Salviniani presentano emendamento, meloniani dovrebbero votare contro. Vero nodo resta Veneto Roma, 24 giu. (askanews) – Sarà anche la loro “battaglia”, ma in casa Lega si dà per scontato che sia persa. Eppure, a dispetto dell’evidenza, il partito di Matteo Salvini ha comunque deciso di presentare in commissione al Senato l’emendamento per ‘sbloccare’ il terzo mandato per i governatori.
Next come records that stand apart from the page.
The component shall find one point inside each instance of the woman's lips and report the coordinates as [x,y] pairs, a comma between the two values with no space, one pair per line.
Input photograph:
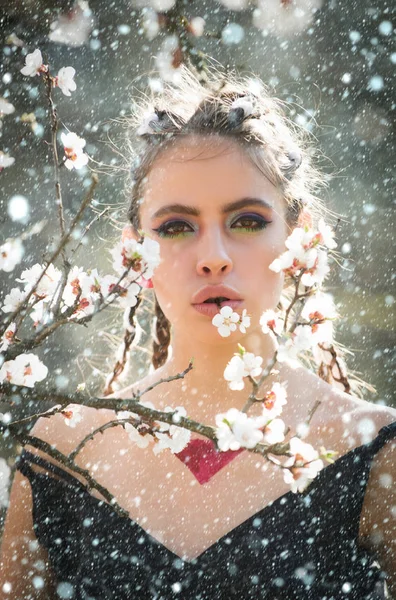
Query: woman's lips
[210,309]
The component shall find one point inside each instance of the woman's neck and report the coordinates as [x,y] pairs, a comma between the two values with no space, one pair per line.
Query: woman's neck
[203,391]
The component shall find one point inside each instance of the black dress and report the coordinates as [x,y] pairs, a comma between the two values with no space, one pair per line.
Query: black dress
[303,546]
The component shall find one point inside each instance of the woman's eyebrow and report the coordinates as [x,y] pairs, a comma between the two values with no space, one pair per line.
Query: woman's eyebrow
[192,211]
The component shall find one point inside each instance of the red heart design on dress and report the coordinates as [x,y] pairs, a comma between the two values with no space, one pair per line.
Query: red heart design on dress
[204,460]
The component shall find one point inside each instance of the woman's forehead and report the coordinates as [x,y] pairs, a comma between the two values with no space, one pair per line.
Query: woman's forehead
[209,167]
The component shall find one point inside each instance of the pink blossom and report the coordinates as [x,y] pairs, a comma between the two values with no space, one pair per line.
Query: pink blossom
[302,466]
[25,370]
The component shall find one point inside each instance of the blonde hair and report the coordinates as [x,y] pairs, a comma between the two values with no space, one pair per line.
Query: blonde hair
[240,108]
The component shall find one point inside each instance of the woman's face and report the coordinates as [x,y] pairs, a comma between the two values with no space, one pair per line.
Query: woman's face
[218,221]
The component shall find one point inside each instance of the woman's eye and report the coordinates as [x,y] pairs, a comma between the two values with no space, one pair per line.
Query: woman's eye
[174,229]
[250,223]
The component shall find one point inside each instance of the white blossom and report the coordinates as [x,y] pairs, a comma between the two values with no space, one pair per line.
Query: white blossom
[73,146]
[48,283]
[33,64]
[319,271]
[25,370]
[11,253]
[7,337]
[65,81]
[13,300]
[303,466]
[274,400]
[235,430]
[197,26]
[225,321]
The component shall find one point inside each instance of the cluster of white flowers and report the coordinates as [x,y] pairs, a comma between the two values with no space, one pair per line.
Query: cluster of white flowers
[227,321]
[64,79]
[81,297]
[75,158]
[24,370]
[305,255]
[242,364]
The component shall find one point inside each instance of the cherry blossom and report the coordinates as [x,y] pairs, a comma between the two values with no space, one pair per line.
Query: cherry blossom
[11,253]
[235,430]
[303,466]
[25,370]
[140,257]
[5,161]
[5,473]
[242,365]
[226,321]
[7,337]
[73,146]
[65,81]
[13,300]
[273,402]
[271,323]
[6,108]
[197,26]
[318,272]
[72,415]
[33,64]
[170,436]
[304,254]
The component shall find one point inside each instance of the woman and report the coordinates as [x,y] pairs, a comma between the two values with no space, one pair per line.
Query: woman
[220,185]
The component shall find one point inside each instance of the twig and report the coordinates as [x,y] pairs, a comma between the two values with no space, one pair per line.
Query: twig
[53,257]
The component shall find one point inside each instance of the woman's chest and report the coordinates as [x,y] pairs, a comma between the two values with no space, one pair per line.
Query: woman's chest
[162,495]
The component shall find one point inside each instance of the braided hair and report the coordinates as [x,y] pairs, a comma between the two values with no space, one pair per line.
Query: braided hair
[161,337]
[242,109]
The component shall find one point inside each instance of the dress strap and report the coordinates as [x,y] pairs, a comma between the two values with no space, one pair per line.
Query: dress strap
[23,465]
[385,434]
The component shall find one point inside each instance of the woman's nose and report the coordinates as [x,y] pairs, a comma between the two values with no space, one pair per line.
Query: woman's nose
[213,258]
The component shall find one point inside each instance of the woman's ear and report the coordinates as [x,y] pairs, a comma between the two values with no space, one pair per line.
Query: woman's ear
[129,232]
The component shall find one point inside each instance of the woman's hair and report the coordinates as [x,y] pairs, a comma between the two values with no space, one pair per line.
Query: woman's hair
[236,107]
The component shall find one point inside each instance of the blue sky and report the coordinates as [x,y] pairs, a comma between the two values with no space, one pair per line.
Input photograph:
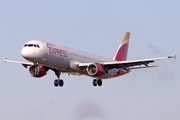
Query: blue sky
[94,26]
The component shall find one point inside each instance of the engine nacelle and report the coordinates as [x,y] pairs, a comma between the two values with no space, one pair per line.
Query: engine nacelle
[37,71]
[95,70]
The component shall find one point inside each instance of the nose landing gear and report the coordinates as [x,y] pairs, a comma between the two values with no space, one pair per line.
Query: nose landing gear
[97,82]
[58,81]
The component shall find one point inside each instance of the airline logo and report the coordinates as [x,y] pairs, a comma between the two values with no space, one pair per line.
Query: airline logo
[55,51]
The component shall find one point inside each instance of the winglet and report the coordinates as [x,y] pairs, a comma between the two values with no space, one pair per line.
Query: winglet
[172,57]
[5,59]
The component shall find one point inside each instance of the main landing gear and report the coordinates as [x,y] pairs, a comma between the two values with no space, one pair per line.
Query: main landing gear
[97,82]
[58,81]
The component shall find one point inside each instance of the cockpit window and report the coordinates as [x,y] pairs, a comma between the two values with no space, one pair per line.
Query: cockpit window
[32,45]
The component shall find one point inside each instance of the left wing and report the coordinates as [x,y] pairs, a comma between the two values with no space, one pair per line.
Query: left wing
[126,64]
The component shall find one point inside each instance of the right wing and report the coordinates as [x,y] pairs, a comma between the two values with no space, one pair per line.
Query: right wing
[25,64]
[126,64]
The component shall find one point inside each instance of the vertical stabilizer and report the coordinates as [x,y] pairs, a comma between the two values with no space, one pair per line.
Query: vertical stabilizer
[122,51]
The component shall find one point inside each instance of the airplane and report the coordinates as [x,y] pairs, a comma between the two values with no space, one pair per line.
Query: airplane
[44,56]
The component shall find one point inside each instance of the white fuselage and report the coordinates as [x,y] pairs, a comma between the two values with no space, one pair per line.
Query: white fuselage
[64,59]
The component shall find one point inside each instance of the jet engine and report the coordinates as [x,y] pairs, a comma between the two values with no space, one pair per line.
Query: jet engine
[37,71]
[95,70]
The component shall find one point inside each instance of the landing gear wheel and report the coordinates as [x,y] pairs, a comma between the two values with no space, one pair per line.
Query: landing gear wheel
[61,83]
[95,82]
[99,82]
[56,83]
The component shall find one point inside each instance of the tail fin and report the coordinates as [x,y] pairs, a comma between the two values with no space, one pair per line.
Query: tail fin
[122,51]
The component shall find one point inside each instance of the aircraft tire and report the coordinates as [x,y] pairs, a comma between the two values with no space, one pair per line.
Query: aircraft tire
[99,82]
[95,82]
[55,83]
[61,83]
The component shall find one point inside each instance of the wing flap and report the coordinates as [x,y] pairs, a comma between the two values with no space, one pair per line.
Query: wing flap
[130,63]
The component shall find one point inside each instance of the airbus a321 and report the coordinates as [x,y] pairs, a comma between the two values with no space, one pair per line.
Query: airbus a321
[44,56]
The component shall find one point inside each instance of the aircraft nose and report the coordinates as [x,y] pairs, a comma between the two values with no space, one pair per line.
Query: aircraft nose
[24,52]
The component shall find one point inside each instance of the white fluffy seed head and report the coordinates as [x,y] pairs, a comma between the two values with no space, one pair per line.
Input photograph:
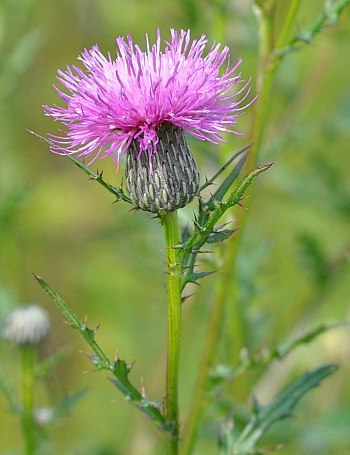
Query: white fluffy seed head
[27,325]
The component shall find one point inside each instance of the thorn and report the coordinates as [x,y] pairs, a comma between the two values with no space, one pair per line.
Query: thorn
[186,297]
[95,330]
[143,390]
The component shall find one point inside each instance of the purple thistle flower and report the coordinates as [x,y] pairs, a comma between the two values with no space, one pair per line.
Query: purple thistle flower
[116,101]
[134,102]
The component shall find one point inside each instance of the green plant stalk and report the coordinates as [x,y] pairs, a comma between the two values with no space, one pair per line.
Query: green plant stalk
[28,427]
[173,268]
[266,68]
[288,23]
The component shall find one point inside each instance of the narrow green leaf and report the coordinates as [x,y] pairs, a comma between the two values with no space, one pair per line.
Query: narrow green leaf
[226,184]
[224,167]
[280,408]
[248,361]
[47,365]
[68,404]
[220,236]
[9,393]
[119,368]
[116,191]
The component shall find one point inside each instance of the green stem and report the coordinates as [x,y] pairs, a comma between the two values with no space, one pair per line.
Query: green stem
[266,66]
[171,232]
[28,355]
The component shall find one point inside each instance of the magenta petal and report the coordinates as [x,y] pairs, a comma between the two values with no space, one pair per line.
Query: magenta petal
[112,102]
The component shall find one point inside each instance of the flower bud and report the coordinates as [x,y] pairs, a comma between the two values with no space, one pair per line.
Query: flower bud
[168,178]
[27,325]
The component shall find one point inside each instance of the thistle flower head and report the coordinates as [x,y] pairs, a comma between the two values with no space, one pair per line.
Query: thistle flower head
[115,101]
[26,325]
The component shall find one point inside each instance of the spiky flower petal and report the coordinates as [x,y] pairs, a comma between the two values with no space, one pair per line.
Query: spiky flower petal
[114,103]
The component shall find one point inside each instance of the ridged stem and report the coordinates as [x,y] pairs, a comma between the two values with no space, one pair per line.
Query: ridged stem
[265,70]
[28,355]
[171,233]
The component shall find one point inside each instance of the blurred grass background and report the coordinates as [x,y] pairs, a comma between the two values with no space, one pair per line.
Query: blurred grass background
[108,263]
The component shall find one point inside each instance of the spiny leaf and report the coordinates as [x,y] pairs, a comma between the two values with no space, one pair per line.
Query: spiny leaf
[119,368]
[225,166]
[264,416]
[226,184]
[220,236]
[267,355]
[116,191]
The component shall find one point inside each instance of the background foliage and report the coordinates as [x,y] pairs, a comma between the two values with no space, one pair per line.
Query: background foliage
[108,262]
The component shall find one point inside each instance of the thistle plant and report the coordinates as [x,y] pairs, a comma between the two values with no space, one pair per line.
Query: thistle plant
[27,327]
[138,108]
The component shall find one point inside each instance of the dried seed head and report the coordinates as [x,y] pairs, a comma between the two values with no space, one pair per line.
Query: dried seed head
[27,325]
[167,179]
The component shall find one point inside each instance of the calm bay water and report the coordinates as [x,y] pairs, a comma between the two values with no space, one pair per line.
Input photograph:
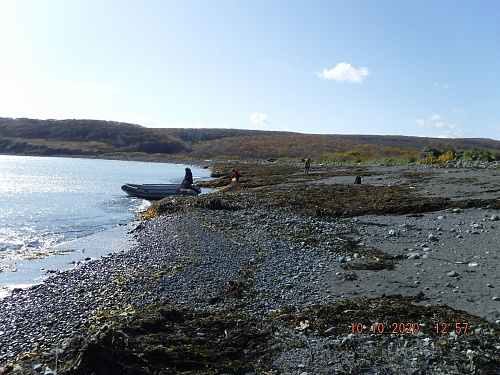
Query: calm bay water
[49,201]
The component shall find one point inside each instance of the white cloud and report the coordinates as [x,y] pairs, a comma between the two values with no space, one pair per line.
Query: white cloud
[107,88]
[437,84]
[445,129]
[344,72]
[259,119]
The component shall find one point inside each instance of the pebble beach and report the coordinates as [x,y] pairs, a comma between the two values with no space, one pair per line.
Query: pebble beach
[283,273]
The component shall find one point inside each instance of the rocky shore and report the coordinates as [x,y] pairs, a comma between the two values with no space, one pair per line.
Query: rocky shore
[283,273]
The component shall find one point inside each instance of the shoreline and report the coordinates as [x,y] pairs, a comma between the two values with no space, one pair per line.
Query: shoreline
[296,260]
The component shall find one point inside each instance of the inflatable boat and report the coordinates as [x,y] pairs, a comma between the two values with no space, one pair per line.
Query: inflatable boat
[158,191]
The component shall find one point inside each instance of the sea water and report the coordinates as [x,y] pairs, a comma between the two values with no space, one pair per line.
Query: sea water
[57,212]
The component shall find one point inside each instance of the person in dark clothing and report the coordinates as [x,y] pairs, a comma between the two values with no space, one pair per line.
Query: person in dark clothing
[188,179]
[307,165]
[236,174]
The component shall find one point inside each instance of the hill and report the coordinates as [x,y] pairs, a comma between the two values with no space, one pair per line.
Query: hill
[93,137]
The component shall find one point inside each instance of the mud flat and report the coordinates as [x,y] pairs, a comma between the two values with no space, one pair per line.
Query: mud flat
[283,273]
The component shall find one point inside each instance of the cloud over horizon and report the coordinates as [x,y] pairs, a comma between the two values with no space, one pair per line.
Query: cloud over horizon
[344,72]
[259,119]
[447,130]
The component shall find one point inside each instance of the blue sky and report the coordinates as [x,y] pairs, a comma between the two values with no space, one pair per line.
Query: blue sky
[419,68]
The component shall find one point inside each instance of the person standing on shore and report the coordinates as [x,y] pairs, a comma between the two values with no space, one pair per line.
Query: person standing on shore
[307,166]
[188,179]
[236,174]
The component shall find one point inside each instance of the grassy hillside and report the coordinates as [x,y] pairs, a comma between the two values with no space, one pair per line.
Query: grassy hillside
[92,137]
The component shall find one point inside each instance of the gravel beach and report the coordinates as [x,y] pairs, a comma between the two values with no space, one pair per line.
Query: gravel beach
[283,273]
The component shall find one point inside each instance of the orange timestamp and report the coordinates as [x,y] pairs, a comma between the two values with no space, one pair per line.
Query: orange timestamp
[401,328]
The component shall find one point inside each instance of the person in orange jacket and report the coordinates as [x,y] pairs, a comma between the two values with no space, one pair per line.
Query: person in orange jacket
[236,174]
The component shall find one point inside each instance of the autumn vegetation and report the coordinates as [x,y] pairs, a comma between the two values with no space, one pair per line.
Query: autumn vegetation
[106,138]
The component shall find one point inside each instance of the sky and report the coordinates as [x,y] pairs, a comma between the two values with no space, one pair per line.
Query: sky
[388,67]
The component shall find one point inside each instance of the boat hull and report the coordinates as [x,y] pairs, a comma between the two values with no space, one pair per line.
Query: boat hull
[158,191]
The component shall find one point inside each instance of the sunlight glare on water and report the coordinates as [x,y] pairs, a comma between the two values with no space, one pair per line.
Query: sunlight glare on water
[48,200]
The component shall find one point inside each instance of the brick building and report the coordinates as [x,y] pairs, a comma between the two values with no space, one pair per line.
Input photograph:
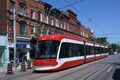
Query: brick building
[35,19]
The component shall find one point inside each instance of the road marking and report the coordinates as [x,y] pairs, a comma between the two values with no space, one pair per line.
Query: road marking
[109,69]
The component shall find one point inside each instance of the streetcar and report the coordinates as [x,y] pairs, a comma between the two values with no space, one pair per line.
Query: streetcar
[57,52]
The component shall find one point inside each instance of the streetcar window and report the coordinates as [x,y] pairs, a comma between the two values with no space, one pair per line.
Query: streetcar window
[97,50]
[89,50]
[47,49]
[70,50]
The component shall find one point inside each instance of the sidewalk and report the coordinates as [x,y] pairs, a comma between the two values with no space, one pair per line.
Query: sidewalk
[16,73]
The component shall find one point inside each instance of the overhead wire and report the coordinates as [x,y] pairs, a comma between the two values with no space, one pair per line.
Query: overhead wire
[70,4]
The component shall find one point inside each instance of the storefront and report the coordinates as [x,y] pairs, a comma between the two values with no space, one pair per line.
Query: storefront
[4,58]
[22,50]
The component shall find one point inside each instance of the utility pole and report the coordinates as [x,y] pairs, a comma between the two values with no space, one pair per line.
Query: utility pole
[14,26]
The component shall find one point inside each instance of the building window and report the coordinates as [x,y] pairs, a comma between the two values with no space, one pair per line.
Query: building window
[12,6]
[39,16]
[46,19]
[32,29]
[23,29]
[32,14]
[56,22]
[22,10]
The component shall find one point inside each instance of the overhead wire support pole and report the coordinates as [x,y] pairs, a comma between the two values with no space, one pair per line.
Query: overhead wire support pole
[14,26]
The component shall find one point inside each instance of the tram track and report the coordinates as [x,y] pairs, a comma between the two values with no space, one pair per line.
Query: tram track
[83,72]
[96,67]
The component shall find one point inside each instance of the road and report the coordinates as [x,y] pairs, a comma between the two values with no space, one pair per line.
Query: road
[104,69]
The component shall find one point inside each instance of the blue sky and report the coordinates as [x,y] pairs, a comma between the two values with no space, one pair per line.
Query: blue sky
[102,16]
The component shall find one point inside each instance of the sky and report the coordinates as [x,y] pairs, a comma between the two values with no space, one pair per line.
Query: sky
[101,16]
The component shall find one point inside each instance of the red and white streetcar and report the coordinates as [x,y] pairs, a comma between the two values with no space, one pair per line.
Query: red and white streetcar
[57,52]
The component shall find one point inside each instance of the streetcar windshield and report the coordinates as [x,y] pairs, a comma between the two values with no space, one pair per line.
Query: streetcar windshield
[47,49]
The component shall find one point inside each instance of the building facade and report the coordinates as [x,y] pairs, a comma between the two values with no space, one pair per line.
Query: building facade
[33,18]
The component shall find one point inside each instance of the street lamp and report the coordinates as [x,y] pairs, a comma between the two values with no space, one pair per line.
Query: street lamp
[14,26]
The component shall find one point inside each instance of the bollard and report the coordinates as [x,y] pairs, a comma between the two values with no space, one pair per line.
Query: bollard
[29,65]
[9,69]
[23,67]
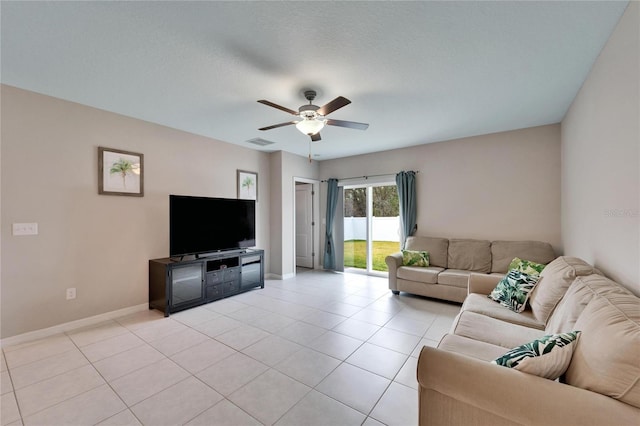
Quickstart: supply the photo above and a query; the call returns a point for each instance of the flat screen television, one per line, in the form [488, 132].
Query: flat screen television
[200, 225]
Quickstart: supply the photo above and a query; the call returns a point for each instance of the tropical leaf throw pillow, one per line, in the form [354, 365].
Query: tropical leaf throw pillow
[547, 357]
[526, 266]
[514, 289]
[415, 258]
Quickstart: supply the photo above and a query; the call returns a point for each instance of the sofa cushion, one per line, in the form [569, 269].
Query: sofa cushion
[494, 331]
[454, 277]
[481, 304]
[437, 248]
[555, 280]
[470, 255]
[470, 347]
[427, 275]
[513, 290]
[415, 258]
[503, 252]
[607, 357]
[548, 356]
[577, 297]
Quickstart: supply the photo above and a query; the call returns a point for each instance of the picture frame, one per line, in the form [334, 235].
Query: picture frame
[120, 172]
[247, 185]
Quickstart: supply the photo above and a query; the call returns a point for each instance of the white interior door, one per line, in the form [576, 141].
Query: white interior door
[304, 225]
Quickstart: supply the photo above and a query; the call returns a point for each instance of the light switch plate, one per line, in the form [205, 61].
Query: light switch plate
[25, 229]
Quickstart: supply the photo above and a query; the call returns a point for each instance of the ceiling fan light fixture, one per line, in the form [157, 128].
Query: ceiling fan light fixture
[310, 126]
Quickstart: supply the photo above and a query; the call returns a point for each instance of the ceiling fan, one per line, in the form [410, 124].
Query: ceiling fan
[310, 119]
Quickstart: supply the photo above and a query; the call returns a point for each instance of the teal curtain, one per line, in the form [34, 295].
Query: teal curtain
[406, 183]
[329, 260]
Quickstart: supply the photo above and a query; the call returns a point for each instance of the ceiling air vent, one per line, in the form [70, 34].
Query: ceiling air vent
[260, 142]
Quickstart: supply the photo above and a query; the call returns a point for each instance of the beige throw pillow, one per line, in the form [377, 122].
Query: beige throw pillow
[555, 279]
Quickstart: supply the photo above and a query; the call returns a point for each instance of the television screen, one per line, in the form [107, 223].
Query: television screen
[202, 224]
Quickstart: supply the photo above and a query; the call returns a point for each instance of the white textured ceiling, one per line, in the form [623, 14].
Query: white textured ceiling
[418, 72]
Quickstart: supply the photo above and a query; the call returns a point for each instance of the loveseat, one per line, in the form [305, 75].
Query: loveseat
[452, 261]
[601, 386]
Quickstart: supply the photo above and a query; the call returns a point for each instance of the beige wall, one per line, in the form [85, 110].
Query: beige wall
[99, 244]
[498, 186]
[600, 159]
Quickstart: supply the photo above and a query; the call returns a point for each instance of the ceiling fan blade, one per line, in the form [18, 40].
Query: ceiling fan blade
[347, 124]
[335, 104]
[280, 107]
[275, 126]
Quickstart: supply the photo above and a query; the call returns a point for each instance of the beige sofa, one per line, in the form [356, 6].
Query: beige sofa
[457, 386]
[451, 261]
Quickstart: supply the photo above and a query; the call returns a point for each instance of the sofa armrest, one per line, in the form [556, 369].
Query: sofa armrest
[482, 283]
[393, 261]
[478, 392]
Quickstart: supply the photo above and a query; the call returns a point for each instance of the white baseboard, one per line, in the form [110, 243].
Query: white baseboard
[271, 276]
[68, 326]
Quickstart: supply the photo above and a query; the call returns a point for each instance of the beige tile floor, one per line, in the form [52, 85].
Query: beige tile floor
[319, 349]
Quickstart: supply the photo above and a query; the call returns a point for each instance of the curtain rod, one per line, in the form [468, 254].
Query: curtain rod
[367, 177]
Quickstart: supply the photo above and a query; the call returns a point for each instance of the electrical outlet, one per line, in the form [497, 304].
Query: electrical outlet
[71, 293]
[25, 229]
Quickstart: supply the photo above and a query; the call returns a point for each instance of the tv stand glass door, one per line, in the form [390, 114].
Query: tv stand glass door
[186, 284]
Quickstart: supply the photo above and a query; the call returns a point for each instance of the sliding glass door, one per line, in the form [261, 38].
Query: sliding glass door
[371, 226]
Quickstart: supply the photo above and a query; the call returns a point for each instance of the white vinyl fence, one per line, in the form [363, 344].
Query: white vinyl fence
[384, 228]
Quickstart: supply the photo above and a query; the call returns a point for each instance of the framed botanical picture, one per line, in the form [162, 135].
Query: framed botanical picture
[247, 185]
[120, 172]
Il ‘veicolo parlamentare’ è il provvedimento che era stato individuato da Roberto Calderoli, il ddl sull’adeguamento del numero dei consiglieri che, in caso di accordo in maggioranza, avrebbe (forse) consentito di vincere una corsa contro il tempo e arrivare alla modifica in extremis per consentire una ricandidatura in Veneto di Luca Zaia, oltre che di Vincenzo De Luca in Campania.

La partita, che si era riaperta dopo la disponibilità a parlarne manifestata da Fratelli d’Italia, in realtà è sembrata chiudersi già nei giorni scorsi, dopo lo scontro a suon di dichiarazioni tra il Carroccio e Forza Italia, che aveva ribadito la sua netta contrarietà, soprattutto dopo il niet degli alleati a mettere mano alla riforma della cittadinanza.

Sono tuttavia gli stessi leghisti a spiegare che la mossa serve soprattutto per dare un segnale. Da una parte – si sottolinea – allo stesso Zaia, per dimostrargli che la battaglia stava veramente a cuore anche a Matteo Salvini. Il sospetto negli uomini più vicini al ‘doge’ è infatti che il segretario, a differenza di quanto dichiarato apertamente, preferirebbe di gran lunga piazzare all guida del Veneto un suo fedelissimo: il nome è sempre quello del suo vice Alberto Stefani.